An appendix recounts how Mansart's 1687 reconstruction reversed the figures' orientation and dismantled the narrative coherence of Le Brun's tableau. Le Brun lived long enough to see the travesty.

==Critics==

"Far from being a picture book, Hedin's is revisionist scholarship," wrote American scholar of French sculpture Guy Walton. He found the case against the Fronde thesis persuasive and accepted the revised chronology placing the fountain's conception in 1666, earlier than previously thought. Walton, echoing Hedin, thought that Mansart's later reconstruction obscured the original intentions of Le Brun and the Marsy brothers.
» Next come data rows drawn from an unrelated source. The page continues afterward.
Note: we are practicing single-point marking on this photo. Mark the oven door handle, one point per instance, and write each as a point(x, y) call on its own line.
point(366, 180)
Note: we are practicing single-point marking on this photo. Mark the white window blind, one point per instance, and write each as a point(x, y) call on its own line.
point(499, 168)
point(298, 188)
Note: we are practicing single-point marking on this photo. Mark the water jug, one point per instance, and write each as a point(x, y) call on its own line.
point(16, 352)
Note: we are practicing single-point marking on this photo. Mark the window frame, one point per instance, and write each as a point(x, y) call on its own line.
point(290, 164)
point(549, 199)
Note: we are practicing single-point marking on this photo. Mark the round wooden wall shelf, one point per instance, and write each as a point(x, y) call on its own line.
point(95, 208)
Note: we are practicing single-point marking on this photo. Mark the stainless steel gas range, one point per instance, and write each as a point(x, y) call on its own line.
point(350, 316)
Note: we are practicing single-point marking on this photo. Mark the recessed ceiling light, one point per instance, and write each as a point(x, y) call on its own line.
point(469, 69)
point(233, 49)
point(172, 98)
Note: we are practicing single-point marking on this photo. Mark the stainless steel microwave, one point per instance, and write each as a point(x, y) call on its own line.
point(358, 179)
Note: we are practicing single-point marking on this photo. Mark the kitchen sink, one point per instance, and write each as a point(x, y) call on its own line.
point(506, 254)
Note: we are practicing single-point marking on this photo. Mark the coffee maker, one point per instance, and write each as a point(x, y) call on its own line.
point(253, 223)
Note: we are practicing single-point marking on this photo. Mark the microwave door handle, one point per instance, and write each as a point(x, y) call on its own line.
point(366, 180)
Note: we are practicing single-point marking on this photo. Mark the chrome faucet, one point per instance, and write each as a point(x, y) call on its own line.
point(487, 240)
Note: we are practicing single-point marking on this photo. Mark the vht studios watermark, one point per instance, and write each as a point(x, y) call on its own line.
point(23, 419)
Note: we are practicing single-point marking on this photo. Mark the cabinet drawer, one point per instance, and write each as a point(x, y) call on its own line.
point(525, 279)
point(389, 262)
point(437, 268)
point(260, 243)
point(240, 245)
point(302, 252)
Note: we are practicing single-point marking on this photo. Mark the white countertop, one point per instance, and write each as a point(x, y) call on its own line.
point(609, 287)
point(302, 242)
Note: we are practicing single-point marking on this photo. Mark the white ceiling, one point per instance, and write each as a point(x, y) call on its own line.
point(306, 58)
In her review in Garden History, Sally Jeffery described the book as "a detailed and thoughtful account of the Latona fountain and its context and background, derived from a meticulous examination and analysis of the available information." Jeffery called Hedin's rejection of the Fronde thesis as "a fascinating academic exercise in argument which leaves readers to form their own opinion."

Françoise de La Moureyre reviewed the work for French readers in La Tribune de l'art. She introduced Hedin as an American art historian who has passionately studied the Premier Versailles of the 1660s. Per La Moureyre, the author has never stopped bringing new findings to a period one might have thought well known, and that in his Latona he "brilliantly defends ideas never before proposed."